FShown are simulated data to illustrate what individual variation in rIIV looks like, under different effect sizes of CVP. Thirty Individuals are simulated, each with 20 observations. Individuals are then ranked from smallest to largest variance, and simulated data points are shown as a residual deviance from 0. When sample sizes are reduced, the heterogeneity appears greater, especially at the null (a). Code to replicate these simulations can be found in the Appendix S1

Different factors of the endogenous state could create variability over different periods of time (Mitchell, Dujon, et al., 2020). For instance, neural activity can change very quickly and cause variability over short time periods (Ribeiro et al., 2016), while energy availability may change over hours or days—thus creating variability over a longer period of time (Mitchell & Biro, 2017). The estrous cycle creates variability over the course of three to 4 days in mice (Carmichael et al., 1981), which regulates activity levels (Gerall et al., 1973), creating rIIV from endogenous effects in both hormones and behavior. Studying individual‐level cycles may therefore help us understand the proximate causes of rIIV, as differences in amplitude, frequency, and sensitivity to these internal cycles may create individual differences in behavioral and physiological rIIV. More broadly, studying these temporal patterns may illuminate the most important contributing proximate causes to the maintenance of consistent individual variation in these labile traits.

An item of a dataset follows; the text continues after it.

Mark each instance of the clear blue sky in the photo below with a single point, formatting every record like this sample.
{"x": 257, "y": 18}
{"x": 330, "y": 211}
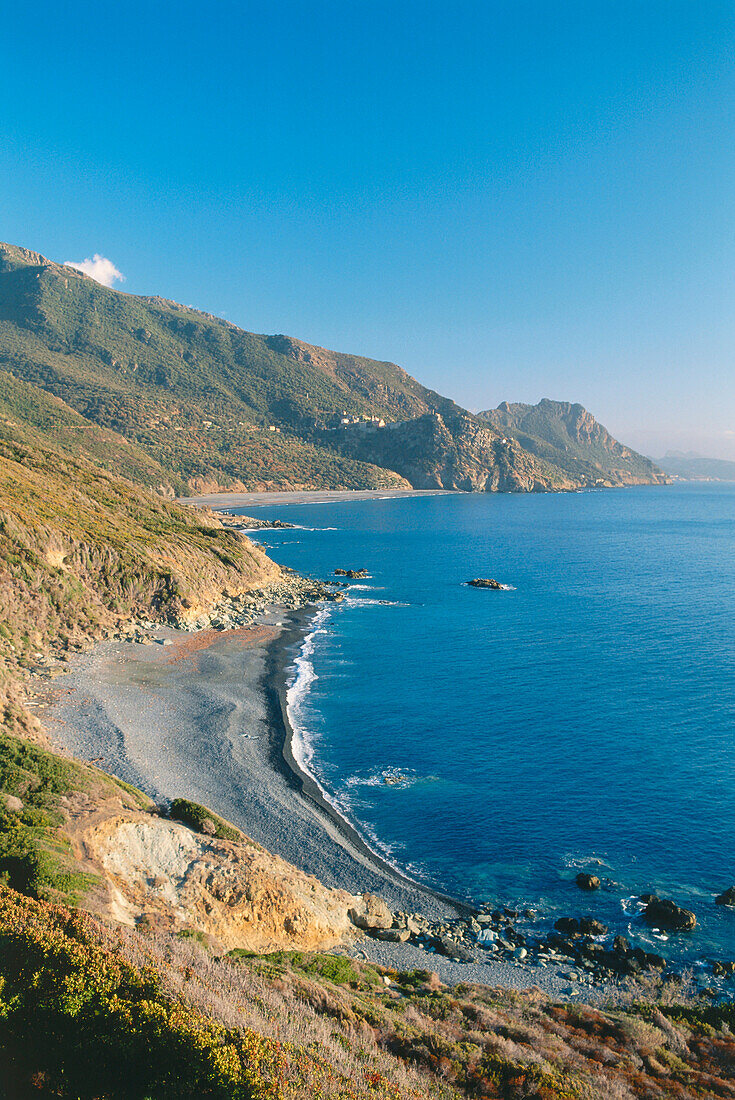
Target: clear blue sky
{"x": 512, "y": 200}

Meta‐analysis of correlation of rIIV with the mean trait value

Many ideas have been posited as to why we may expect the mean trait value to covary with rIIV (Highcock & Carter, 2014; Mitchell et al., 2016; Westneat et al., 2015), which we discuss below. We focused our analyses on boldness (n = 19 estimates) and activity rates (n = 20 estimates), where we had a reasonable amount of data to assess generality in these correlations. Most of the boldness assays related to latency to emerge following a fright stimulus. Time perception is typically thought to scale logarithmically (Staddon & Higa, 1999), while log‐scaling is also a reasonable assumption in flight initiation distance due to being bounded by 0, as well as likely perception error arising due to larger distances being harder for the animal to estimate accurately. As such, all boldness behaviors were analyzed on the log‐scale (except Jolles et al., 2019, which was proportion in center of an arena). Activity rate analyses were more heterogeneous, with some datasets representing proportion of time moving (Biro & Adriaenssens, 2013; Herczeg et al., 2019), while others were based on distance moved (e.g., Hertel, Royauté, et al., 2020; Mitchell & Biro, 2017) and were transformed where appropriate to achieve symmetry and meet distributional assumptions. Transformations in the study of rIIV are highly important as they set the null prediction of the covariance in the mean, affecting the correlation of “personality” with rIIV, and also the magnitude of variance in rIIV (i.e., CVP; Yang et al., 2011). Correlation coefficients extracted from these analyses were transformed to Fisher's Z‐correlation (Equation 2) to normalize the data for meta‐analysis.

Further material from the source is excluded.